Definition of a Trimmed Mean
A trimmed mean, also known as a truncated mean, is a statistical measure of central tendency calculated by removing a certain percentage of the highest and lowest values from a data set before computing the ordinary arithmetic mean. This process helps to mitigate the influence of outliers or extreme values that can significantly skew the simple mean.
How to Calculate a Trimmed Mean
To calculate a trimmed mean, first, sort the data set in ascending order. Next, determine the trim percentage (e.g., 5%, 10%). This percentage is applied to both ends of the data set: the lowest values and the highest values are removed.
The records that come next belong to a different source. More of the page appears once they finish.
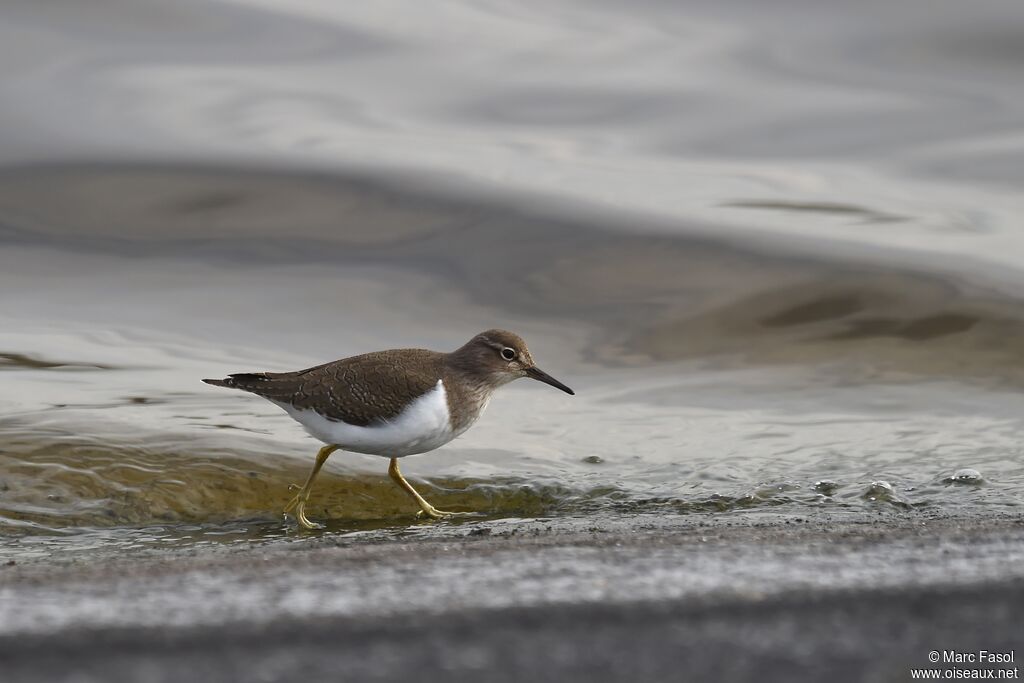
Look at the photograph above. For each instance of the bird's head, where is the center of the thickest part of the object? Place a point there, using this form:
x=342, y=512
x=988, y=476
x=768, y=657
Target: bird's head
x=500, y=356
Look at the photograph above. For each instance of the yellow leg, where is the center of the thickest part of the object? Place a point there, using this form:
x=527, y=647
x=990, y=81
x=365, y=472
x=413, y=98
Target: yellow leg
x=425, y=508
x=299, y=502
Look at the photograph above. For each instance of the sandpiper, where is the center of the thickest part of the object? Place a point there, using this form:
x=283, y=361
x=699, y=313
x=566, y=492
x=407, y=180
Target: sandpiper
x=393, y=403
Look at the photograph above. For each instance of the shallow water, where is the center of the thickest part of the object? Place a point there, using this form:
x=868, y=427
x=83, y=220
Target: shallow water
x=775, y=251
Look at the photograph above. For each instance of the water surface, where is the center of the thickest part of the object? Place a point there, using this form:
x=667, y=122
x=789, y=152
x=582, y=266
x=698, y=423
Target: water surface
x=776, y=251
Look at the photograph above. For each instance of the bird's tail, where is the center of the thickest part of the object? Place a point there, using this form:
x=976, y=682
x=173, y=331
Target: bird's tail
x=240, y=380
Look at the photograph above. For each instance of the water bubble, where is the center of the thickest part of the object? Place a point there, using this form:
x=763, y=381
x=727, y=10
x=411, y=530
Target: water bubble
x=825, y=486
x=880, y=491
x=967, y=476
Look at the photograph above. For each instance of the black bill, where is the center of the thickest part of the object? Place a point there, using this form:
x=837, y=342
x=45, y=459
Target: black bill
x=542, y=376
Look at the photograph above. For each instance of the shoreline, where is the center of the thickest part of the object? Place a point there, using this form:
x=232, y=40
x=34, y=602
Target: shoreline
x=766, y=596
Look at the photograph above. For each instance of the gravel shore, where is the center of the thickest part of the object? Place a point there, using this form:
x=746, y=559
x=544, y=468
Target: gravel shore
x=734, y=597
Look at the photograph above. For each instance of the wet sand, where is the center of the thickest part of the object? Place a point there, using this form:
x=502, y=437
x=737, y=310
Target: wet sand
x=738, y=597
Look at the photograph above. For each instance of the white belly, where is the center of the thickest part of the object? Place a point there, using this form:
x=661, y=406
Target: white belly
x=423, y=426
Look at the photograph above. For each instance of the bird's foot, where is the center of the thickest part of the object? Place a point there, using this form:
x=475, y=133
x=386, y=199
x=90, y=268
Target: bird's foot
x=297, y=506
x=434, y=513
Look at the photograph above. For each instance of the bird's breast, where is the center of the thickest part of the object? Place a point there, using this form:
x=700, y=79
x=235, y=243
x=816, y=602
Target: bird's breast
x=424, y=425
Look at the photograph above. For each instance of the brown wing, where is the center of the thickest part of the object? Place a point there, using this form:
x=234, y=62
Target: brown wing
x=359, y=390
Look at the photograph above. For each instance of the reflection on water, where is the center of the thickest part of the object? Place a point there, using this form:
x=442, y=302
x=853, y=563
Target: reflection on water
x=777, y=250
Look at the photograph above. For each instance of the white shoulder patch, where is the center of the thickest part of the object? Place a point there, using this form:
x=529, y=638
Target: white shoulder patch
x=424, y=425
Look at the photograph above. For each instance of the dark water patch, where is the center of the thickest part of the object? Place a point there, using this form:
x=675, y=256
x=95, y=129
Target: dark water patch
x=930, y=327
x=814, y=311
x=866, y=215
x=651, y=297
x=891, y=325
x=23, y=361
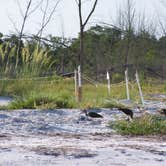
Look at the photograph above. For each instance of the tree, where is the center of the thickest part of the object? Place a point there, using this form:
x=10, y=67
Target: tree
x=82, y=28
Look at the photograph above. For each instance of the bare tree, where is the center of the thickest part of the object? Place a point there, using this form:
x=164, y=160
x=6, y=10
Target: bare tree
x=82, y=27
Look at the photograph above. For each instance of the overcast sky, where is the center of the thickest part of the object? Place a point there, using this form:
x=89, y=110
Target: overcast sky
x=65, y=20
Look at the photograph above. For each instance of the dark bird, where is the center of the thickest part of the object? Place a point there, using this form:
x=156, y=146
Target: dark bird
x=92, y=114
x=127, y=111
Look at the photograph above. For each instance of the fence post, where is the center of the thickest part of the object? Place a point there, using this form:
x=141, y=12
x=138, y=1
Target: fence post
x=109, y=85
x=79, y=84
x=76, y=83
x=139, y=87
x=127, y=84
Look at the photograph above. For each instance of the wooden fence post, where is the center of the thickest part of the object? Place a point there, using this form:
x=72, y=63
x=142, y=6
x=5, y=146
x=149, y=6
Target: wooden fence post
x=76, y=83
x=79, y=84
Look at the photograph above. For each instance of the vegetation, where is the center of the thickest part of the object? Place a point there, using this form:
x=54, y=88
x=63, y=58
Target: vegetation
x=145, y=125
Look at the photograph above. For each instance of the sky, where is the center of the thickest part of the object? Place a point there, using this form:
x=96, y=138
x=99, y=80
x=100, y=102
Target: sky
x=65, y=21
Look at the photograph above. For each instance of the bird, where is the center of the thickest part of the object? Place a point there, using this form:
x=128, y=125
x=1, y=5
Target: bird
x=92, y=114
x=127, y=111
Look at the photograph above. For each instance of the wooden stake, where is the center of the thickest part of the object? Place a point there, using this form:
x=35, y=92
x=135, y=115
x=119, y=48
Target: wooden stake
x=127, y=84
x=75, y=81
x=109, y=84
x=139, y=87
x=79, y=84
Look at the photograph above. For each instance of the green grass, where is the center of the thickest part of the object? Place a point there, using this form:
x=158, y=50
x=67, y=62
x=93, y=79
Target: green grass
x=145, y=125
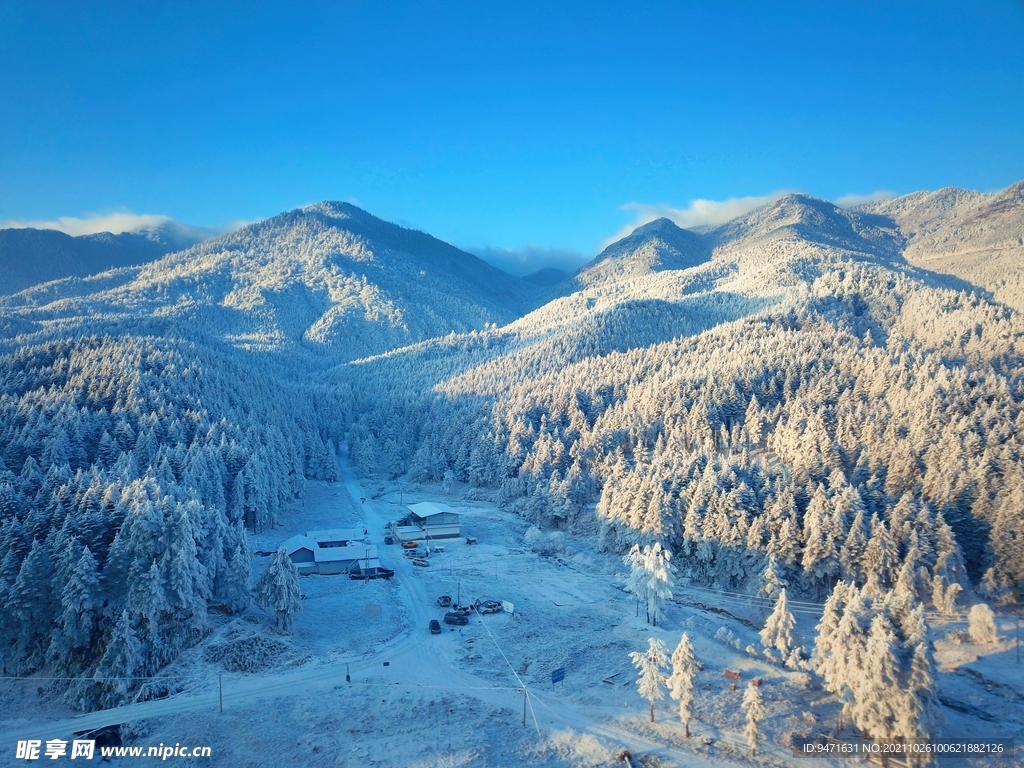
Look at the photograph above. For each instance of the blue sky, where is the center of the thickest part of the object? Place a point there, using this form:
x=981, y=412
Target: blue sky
x=536, y=130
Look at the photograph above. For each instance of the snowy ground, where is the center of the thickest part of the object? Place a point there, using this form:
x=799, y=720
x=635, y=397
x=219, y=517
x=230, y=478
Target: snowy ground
x=418, y=699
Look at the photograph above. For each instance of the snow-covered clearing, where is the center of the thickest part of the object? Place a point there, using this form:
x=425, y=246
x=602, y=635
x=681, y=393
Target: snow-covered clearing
x=419, y=699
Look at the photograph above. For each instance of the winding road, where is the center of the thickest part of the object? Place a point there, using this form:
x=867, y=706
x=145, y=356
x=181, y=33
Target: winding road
x=414, y=657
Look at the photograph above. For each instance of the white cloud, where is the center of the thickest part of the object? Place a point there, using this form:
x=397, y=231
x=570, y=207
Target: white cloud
x=95, y=222
x=521, y=261
x=849, y=201
x=696, y=213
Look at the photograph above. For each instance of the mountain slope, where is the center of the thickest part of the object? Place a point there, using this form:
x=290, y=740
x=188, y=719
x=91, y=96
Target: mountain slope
x=329, y=278
x=657, y=246
x=32, y=256
x=978, y=238
x=805, y=377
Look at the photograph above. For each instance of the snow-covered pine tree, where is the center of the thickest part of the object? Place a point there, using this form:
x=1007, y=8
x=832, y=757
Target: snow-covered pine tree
x=771, y=582
x=236, y=589
x=651, y=678
x=657, y=563
x=636, y=580
x=681, y=681
x=777, y=632
x=278, y=589
x=755, y=709
x=879, y=702
x=981, y=625
x=123, y=662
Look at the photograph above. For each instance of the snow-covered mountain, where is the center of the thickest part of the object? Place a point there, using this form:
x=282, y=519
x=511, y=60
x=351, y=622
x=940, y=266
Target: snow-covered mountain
x=32, y=256
x=790, y=396
x=329, y=278
x=976, y=237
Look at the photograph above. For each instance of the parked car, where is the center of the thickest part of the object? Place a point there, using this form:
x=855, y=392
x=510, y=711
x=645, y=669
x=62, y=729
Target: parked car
x=374, y=572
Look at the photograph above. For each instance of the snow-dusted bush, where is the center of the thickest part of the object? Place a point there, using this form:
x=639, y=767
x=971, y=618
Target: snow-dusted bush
x=981, y=625
x=548, y=545
x=728, y=637
x=243, y=650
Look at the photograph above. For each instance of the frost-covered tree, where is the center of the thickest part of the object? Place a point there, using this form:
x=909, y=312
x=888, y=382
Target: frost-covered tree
x=278, y=589
x=636, y=580
x=981, y=625
x=657, y=563
x=651, y=678
x=777, y=632
x=681, y=681
x=236, y=588
x=754, y=707
x=771, y=583
x=650, y=577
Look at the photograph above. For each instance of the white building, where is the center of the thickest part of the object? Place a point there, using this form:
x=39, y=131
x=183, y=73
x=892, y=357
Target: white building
x=330, y=556
x=427, y=521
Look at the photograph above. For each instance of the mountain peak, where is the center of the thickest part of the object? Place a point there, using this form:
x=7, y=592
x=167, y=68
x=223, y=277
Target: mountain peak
x=657, y=246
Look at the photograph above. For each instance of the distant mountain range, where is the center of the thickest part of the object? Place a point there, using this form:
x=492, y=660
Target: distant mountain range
x=29, y=257
x=803, y=394
x=329, y=278
x=978, y=238
x=334, y=279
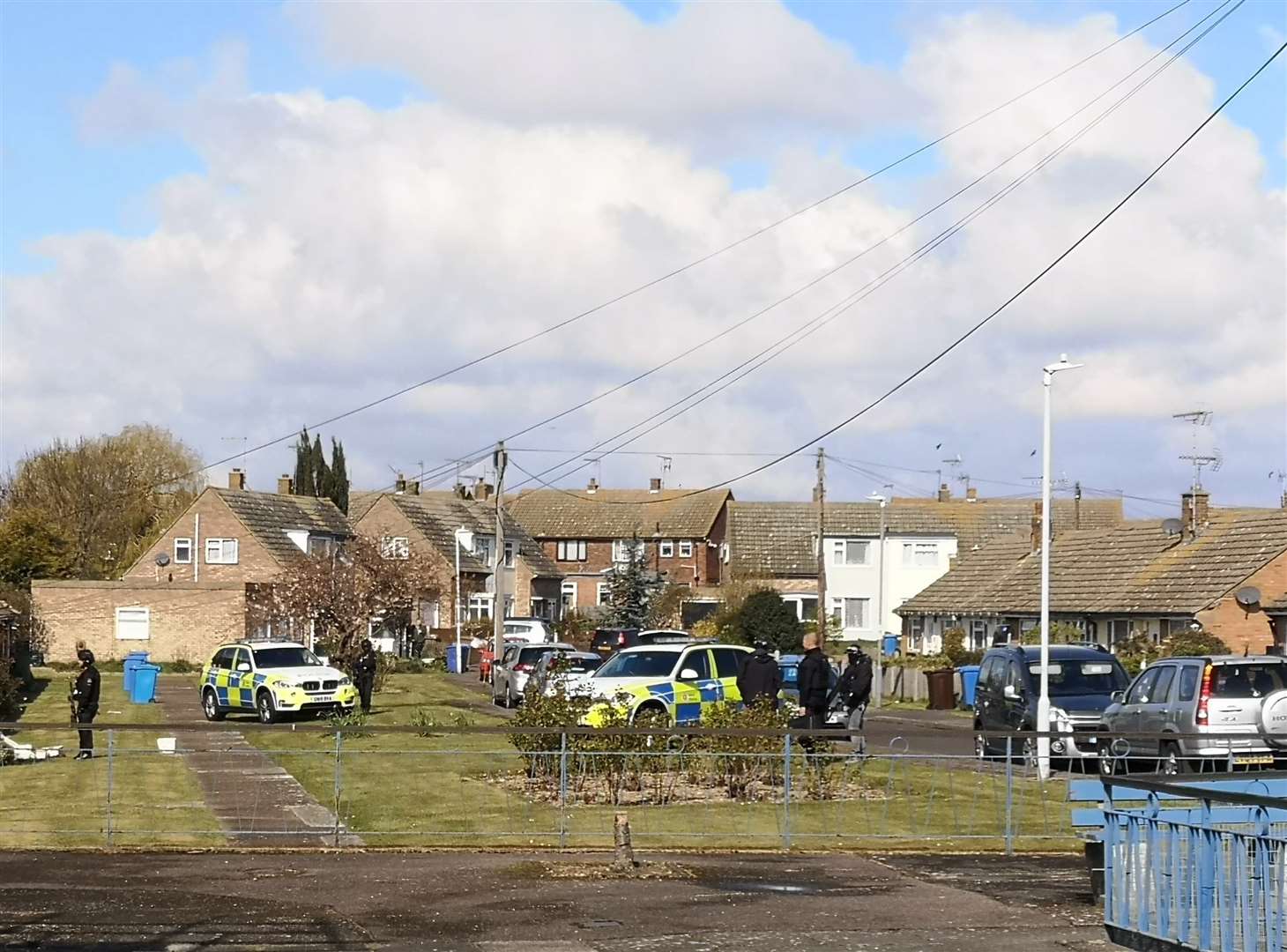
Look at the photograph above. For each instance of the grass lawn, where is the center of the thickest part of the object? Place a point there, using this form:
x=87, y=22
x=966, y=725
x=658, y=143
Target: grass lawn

For instance, a 10% trimmed mean removes the bottom 10% and the top 10% of data points. Finally, calculate the arithmetic mean of the remaining data points.
A Practical Example
Consider a data set: [1, 2, 3, 4, 5, 100]. The ordinary mean is (1+2+3+4+5+100)/6 = 19.17. If we calculate a 16.7% trimmed mean (removing one value from each end), we first sort the data (already sorted). We remove '1' and '100'. The remaining data is [2, 3, 4, 5]. The trimmed mean is (2+3+4+5)/4 = 3.5. This significantly reduces the impact of the outlier '100'.
Importance and Applications
The trimmed mean is particularly useful in fields where data might be prone to measurement errors or extreme observations, such as economic indicators, survey analysis, or sports scoring (e.g., diving, gymnastics, figure skating where judges' highest and lowest scores are often dropped). It provides a more robust and representative measure of the 'typical' value compared to the simple arithmetic mean when outliers are present.